The New Yorker:
By Kelefa Sanneh
September 30, 2001
Everyone knows Quincy Jones’s name, even if no one is quite sure what he does. Jones got his start in the late nineteen-forties as a trumpeter, but he soon mastered the art of arranging jazz—turning tunes and melodies into written music for jazz ensembles. He also mastered the art of turning great musicians into close friends, and, in time, the art of turning close friends into great musicians. “Q: The Autobiography of Quincy Jones” (Doubleday; $26) is, like the life of the man himself, an appealingly convivial blur of deal-making, celebrity anecdotes, and professional comebacks. Jones’s talent for musical and social arrangement placed him at the center of an extraordinary number of cultural moments from the nineteen-sixties on: he launched Michael Jackson’s solo career and persuaded Miles Davis to give his last major performance, organized concerts for Duke Ellington and Bill Clinton, produced “The Color Purple,” and founded the hip-hop magazine Vibe. He has been a musician, a record executive, and a Hollywood mogul, and every few years he has brought together famous musician friends to make the kind of slick, funky pop music that taught a generation of listeners to dislike jazz. This hasn’t done much for Jones’s critical reputation, and he’s barely mentioned in standard histories of jazz. But it has done wonders for his mantelpiece: he has twenty-six Grammy awards, and Time recently named him an “Influential Jazz Artist of the Century.” If Quincy Jones is not the world’s most celebrated living jazz musician, he’s certainly the most ubiquitous.
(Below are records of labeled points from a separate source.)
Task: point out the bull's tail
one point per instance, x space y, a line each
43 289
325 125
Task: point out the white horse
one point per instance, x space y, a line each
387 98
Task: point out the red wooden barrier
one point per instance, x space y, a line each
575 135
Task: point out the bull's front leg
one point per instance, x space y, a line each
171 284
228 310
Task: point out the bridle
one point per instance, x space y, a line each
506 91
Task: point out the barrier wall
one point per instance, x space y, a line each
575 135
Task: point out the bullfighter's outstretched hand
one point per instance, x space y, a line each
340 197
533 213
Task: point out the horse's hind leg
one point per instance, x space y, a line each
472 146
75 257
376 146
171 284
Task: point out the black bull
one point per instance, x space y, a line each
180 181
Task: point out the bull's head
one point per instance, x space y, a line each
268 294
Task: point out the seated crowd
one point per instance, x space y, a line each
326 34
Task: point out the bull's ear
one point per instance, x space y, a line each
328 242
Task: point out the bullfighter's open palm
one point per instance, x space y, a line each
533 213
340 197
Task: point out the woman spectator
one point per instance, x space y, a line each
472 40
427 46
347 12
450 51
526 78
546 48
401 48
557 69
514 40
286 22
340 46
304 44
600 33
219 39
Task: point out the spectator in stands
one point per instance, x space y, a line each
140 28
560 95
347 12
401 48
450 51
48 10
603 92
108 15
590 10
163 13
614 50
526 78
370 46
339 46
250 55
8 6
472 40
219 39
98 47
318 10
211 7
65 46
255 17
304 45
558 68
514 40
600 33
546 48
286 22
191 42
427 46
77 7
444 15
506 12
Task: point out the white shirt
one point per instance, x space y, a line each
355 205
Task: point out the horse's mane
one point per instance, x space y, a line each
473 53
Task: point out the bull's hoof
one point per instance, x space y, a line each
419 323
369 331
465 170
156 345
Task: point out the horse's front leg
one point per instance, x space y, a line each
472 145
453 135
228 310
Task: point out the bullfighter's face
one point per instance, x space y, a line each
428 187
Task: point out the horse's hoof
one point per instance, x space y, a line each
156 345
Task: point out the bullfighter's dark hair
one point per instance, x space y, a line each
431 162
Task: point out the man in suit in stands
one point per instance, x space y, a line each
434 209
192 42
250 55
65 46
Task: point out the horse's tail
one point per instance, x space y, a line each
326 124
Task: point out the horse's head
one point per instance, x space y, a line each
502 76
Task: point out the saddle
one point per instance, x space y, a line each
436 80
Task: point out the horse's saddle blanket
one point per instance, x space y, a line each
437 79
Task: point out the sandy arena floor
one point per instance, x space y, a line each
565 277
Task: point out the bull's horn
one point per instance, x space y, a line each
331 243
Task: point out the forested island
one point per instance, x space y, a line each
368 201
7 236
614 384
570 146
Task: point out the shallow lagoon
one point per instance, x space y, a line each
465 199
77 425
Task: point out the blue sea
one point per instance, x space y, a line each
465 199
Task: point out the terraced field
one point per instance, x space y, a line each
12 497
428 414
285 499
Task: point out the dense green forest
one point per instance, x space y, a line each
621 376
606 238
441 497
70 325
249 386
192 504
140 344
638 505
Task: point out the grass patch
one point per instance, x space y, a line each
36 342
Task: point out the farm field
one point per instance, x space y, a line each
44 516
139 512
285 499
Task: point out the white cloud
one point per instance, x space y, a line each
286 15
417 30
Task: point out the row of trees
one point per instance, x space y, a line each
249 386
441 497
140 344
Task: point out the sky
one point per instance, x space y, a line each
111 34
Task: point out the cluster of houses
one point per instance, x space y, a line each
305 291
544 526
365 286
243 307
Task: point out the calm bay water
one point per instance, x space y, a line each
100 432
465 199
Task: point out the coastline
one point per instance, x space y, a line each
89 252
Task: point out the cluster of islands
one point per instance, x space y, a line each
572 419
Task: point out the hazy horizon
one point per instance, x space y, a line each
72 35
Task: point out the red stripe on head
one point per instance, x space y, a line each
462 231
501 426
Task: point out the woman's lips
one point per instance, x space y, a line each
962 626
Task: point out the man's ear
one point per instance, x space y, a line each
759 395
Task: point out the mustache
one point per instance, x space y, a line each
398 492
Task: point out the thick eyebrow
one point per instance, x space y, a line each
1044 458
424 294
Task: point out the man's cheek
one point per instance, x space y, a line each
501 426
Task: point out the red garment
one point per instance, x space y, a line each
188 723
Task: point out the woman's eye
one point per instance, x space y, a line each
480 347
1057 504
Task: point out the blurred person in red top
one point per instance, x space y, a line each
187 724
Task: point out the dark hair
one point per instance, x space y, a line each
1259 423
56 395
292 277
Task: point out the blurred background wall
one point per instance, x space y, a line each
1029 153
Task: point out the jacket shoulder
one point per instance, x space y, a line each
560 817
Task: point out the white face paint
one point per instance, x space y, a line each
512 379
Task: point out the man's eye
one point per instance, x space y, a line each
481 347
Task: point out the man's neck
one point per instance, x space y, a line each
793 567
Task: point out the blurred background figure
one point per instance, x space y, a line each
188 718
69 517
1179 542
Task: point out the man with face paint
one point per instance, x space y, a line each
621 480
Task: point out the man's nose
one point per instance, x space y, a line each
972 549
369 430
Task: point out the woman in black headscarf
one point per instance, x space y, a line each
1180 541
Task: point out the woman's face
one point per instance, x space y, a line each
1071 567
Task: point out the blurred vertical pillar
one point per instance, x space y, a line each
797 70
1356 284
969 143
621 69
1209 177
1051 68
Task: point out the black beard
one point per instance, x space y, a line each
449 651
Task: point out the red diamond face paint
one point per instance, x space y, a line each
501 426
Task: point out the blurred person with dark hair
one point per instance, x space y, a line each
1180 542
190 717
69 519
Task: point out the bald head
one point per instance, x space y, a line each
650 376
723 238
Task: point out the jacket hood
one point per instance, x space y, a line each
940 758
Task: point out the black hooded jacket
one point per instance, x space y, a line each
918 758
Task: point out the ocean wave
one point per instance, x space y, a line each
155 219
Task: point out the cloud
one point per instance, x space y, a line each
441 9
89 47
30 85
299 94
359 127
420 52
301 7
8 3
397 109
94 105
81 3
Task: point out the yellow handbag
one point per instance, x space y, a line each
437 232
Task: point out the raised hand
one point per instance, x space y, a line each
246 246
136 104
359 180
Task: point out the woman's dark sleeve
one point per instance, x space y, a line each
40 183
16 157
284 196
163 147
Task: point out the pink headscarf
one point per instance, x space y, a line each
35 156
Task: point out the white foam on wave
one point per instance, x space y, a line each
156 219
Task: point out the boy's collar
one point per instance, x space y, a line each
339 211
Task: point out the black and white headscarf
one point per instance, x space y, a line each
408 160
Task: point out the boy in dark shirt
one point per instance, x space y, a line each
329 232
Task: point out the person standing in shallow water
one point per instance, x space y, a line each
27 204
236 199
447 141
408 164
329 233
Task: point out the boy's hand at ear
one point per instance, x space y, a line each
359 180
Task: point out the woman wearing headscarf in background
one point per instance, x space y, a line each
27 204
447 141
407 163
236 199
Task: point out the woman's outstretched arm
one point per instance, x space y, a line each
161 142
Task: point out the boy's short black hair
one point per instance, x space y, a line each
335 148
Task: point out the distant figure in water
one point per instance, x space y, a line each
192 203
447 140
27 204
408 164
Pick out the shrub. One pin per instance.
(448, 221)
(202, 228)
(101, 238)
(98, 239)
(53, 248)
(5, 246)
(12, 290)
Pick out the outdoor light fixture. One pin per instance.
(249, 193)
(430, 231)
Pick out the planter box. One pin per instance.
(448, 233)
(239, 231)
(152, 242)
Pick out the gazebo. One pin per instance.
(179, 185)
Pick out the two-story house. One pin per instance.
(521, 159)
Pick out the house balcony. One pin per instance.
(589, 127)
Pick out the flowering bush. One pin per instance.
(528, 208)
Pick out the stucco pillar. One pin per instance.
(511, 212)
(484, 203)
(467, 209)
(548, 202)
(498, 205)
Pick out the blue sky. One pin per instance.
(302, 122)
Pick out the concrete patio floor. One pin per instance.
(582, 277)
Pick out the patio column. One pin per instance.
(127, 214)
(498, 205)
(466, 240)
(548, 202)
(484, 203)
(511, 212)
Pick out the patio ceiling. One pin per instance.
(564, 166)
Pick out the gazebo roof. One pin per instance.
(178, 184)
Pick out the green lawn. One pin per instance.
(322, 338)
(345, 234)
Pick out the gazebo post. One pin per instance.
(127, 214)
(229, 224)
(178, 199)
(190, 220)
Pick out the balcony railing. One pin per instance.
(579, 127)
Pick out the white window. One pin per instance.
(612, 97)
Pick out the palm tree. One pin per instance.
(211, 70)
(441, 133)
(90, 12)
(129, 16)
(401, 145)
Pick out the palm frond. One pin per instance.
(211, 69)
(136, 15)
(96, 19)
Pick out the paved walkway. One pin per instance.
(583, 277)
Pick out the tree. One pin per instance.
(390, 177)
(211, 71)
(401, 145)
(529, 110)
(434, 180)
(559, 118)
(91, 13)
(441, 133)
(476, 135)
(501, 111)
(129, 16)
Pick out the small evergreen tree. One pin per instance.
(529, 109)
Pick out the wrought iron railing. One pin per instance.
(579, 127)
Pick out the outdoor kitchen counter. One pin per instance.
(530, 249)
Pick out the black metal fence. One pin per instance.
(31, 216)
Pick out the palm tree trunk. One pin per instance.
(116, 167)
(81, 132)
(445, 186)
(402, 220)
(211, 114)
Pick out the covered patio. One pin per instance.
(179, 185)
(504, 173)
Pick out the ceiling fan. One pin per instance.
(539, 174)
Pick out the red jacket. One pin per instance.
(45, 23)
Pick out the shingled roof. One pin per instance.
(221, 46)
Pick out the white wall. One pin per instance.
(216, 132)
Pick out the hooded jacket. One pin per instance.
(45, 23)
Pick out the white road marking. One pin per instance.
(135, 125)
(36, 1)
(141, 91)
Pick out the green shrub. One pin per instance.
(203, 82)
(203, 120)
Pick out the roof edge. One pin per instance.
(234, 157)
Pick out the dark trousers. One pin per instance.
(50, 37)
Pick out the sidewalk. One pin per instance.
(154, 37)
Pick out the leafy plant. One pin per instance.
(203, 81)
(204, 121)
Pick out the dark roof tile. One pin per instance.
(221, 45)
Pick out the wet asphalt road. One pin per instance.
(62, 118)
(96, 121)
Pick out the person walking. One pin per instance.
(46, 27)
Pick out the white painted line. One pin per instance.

Quincy Delight Jones, Jr., was born in Chicago in 1933. Sarah, his mother, was a schizophrenic, and was institutionalized for a time when Quincy was eight. He and his younger brother, Lloyd, were shuttled to Louisville to stay with their grandmother, a former slave whose culinary specialty involved a rat and a skillet. In 1943, the boys moved back to Chicago to live with their father, Quincy, Sr., who did woodwork for the local organized-crime family—“Gangsters need carpenters too,” he explained. The Joneses lived in a South Side neighborhood known as the Bucket of Blood, and Quincy fondly remembers a childhood of knife fights and petty theft. Sarah never again lived with the Jones family, but she followed them around the country, surfacing every few years, like an obsessed fan. At one point, she decided to put an end to her son’s “devil’s music,” and called the I.R.S. to inform the agency that Quincy hadn’t been paying taxes.